Lasers May Propel Craft to Mars in Three Days

Via mysteriousuniverse.org by Paul Seaburn

There is no known reason why we could not do this.

That kind of bold statement usually comes from a politician running for office but in this case, the speaker is a NASA scientist gunning for Mars. Philip Lubin, a professor in the University of California at Santa Barbara’s Experimental Cosmology Group, says a laser-powered system called photonic propulsion can “push” a spacecraft to Mars using a giant laser and reach the Red Planet in just a few days. Not only that, he claims the technology is currently available.

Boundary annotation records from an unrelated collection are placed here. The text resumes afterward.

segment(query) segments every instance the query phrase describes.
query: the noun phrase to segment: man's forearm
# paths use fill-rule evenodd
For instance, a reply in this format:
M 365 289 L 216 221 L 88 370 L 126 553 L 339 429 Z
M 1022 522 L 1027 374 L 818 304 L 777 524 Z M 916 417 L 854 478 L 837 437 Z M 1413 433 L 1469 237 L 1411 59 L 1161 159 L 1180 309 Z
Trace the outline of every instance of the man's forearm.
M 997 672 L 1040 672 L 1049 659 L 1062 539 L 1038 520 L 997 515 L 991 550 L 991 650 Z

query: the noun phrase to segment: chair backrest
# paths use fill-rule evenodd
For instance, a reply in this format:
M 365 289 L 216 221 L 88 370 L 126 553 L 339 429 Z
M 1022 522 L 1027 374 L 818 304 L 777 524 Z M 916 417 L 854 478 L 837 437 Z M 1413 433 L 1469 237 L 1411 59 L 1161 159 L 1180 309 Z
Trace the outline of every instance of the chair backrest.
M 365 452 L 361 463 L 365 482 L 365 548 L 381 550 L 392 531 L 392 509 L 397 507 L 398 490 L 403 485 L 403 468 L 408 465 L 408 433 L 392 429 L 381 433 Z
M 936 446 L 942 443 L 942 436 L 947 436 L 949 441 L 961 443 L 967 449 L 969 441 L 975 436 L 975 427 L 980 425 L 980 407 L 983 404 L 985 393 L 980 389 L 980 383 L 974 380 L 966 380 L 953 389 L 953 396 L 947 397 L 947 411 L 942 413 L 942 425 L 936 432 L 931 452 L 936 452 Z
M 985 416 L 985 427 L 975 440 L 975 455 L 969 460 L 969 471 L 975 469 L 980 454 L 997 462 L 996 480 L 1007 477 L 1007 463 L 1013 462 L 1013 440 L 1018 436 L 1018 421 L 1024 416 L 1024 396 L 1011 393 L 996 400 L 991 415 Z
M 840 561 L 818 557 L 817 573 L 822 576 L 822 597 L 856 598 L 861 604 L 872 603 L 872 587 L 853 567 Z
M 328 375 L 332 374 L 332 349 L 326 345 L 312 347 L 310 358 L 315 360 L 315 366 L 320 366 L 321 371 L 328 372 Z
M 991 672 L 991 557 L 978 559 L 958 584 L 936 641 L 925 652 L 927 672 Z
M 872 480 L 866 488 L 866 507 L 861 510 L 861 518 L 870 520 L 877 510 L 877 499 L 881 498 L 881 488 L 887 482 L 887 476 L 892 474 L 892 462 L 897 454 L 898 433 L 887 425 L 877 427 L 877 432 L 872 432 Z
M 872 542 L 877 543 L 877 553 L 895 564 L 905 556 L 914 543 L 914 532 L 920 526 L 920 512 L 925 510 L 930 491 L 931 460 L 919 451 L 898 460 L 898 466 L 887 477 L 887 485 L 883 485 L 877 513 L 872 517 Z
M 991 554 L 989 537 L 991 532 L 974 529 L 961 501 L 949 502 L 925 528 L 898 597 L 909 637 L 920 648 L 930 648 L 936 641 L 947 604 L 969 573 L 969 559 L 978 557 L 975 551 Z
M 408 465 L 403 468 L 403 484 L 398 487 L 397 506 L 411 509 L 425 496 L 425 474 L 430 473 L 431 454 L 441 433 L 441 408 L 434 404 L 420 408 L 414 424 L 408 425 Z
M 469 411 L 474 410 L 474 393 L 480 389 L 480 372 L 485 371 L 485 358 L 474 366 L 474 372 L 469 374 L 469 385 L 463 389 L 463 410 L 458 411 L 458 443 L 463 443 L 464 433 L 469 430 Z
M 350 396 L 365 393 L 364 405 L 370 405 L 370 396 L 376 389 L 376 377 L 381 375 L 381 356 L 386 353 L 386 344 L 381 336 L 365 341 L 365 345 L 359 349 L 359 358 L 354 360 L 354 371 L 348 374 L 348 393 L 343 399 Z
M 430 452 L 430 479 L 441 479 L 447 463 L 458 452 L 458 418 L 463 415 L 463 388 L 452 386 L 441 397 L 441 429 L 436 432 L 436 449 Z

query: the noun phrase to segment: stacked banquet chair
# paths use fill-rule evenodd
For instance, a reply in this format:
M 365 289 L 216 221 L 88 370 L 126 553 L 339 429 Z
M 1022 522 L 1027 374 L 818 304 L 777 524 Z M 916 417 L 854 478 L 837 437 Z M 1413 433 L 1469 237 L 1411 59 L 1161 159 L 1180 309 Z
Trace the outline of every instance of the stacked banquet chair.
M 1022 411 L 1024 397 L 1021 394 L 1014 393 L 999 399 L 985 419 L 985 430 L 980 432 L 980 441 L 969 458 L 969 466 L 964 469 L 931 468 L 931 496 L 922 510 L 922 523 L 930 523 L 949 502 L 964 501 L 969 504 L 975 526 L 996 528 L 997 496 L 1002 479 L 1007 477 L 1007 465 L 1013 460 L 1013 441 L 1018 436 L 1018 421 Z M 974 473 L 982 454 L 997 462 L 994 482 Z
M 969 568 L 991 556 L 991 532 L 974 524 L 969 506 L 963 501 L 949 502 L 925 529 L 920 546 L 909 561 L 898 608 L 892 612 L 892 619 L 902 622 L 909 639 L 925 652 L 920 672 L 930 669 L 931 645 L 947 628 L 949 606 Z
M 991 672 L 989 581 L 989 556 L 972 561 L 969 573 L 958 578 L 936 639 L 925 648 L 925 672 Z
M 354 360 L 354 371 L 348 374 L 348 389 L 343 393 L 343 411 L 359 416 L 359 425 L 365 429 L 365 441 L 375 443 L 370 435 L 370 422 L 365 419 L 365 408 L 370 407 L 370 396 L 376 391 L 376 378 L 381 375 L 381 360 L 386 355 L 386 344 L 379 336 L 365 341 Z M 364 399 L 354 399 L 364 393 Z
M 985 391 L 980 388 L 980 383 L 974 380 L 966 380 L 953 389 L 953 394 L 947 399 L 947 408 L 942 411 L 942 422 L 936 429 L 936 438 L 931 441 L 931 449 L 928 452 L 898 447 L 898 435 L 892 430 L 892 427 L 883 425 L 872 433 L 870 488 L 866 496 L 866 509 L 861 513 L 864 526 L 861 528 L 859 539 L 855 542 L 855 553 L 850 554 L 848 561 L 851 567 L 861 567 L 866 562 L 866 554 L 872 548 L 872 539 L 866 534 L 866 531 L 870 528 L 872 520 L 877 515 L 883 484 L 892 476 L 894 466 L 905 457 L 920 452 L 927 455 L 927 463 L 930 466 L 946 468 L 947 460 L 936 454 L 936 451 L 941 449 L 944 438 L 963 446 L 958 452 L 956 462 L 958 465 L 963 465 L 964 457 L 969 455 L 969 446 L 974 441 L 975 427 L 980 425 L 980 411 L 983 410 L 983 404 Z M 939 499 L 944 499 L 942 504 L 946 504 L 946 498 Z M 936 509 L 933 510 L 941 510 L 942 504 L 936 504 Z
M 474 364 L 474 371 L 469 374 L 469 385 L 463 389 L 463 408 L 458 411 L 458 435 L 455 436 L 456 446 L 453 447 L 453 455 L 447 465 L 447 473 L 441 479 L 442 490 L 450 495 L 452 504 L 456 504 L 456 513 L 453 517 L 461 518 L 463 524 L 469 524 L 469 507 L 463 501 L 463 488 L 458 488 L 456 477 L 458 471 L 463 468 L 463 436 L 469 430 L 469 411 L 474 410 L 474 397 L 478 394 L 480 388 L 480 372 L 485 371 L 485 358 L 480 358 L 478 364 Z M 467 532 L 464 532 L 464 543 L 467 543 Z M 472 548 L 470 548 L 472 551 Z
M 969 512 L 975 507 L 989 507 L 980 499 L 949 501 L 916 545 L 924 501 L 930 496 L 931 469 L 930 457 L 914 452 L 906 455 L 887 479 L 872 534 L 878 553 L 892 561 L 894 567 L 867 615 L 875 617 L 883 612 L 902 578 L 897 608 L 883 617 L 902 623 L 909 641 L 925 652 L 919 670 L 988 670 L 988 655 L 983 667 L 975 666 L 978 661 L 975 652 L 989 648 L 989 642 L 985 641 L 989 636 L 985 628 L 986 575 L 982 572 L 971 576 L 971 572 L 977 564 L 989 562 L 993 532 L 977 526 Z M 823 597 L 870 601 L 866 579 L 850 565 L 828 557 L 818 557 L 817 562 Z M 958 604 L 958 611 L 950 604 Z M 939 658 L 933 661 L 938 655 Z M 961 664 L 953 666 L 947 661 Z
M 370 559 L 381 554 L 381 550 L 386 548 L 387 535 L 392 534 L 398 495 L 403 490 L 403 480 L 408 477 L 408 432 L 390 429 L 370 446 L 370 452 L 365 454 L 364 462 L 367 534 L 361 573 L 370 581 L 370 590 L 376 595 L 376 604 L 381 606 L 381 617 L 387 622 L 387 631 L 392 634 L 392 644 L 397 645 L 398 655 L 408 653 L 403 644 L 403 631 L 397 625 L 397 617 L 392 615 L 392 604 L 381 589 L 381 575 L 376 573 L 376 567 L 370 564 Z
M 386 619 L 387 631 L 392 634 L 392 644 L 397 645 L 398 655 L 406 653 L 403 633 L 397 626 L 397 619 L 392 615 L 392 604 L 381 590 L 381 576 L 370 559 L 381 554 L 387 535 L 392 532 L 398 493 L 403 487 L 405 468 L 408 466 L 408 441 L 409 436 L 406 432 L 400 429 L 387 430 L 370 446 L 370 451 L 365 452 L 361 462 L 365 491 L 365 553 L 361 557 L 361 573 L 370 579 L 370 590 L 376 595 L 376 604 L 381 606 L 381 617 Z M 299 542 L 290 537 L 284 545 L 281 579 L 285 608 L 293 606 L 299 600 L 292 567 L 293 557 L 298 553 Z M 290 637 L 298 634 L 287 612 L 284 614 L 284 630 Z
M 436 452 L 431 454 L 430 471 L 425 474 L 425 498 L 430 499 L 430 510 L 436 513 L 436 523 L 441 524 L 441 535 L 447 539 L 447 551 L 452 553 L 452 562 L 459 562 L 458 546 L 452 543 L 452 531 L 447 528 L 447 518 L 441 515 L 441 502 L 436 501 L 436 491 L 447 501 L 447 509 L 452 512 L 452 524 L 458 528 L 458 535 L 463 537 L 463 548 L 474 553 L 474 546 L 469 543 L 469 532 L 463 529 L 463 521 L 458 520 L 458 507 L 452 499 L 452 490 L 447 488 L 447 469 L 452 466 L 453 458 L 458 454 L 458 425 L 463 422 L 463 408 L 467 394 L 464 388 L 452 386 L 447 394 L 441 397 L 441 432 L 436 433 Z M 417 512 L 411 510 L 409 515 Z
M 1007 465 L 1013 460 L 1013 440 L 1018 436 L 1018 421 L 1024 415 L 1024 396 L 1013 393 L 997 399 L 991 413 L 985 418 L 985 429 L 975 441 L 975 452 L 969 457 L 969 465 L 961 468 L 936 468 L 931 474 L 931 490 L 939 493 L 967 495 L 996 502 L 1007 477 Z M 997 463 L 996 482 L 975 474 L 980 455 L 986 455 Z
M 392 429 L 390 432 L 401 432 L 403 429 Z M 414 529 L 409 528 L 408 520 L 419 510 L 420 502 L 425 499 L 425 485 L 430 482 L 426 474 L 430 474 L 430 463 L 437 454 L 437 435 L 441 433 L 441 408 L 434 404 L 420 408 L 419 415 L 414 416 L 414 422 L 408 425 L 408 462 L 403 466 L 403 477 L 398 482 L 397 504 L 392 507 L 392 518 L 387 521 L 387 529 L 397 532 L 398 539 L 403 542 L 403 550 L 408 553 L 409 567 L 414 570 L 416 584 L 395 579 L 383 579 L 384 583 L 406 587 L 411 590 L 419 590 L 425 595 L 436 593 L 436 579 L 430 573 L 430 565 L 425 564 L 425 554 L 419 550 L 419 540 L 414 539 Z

What’s the hold up?

Photonic propulsion uses electromagnetic acceleration similar to the way a solar sail works except, instead of using energy from the Sun, it would use energy from lasers in Earth orbit. In a paper presented in 2015, Lubin described how photons would hit the sail of a wafer-thin space vessel and push it forward at speeds of up to a quarter of the speed of light.


Of course, not even supermodels fit in wafer-thin spaceships. In a new video released this week on the NASA 360 channel called Going Interstellar, Lubin explains that as mass (and humans) are added to the spacecraft, the speed would be lessened but still extremely fast by today’s standards. He estimated that an unmanned 100-kilogram (220 pounds) spacecraft could reach Mars in three days and a manned spacecraft in a month.

The energy required for the trip would be substantially reduced as well since the fuel is a laser beam and the generator is in Earth orbit, not on the ship. We can do this, says Lubin.

This technology is NOT science fiction. Things have changed.

So what’s the hold up? Let’s talk size. A wafer-thin craft with a one-meter sail can’t hold much instrumentation, let alone humans or even robots. With no fuel or reverse propulsion on board, there’s no way for the craft to stop when it gets to Mars. For that same reason, there’s no way for it to turn around and come back either.

On the other hand, even a small probe can send back lots of data, as the Pioneer missions and the Horizon to Pluto have proven. What’s more, photonic propulsion would send the craft to its destination in months rather than decades, allowing for rapid improvements for the next trip.

What we need now is a political leader with the ability to fund the project to say:

There is no known reason why we could not do this.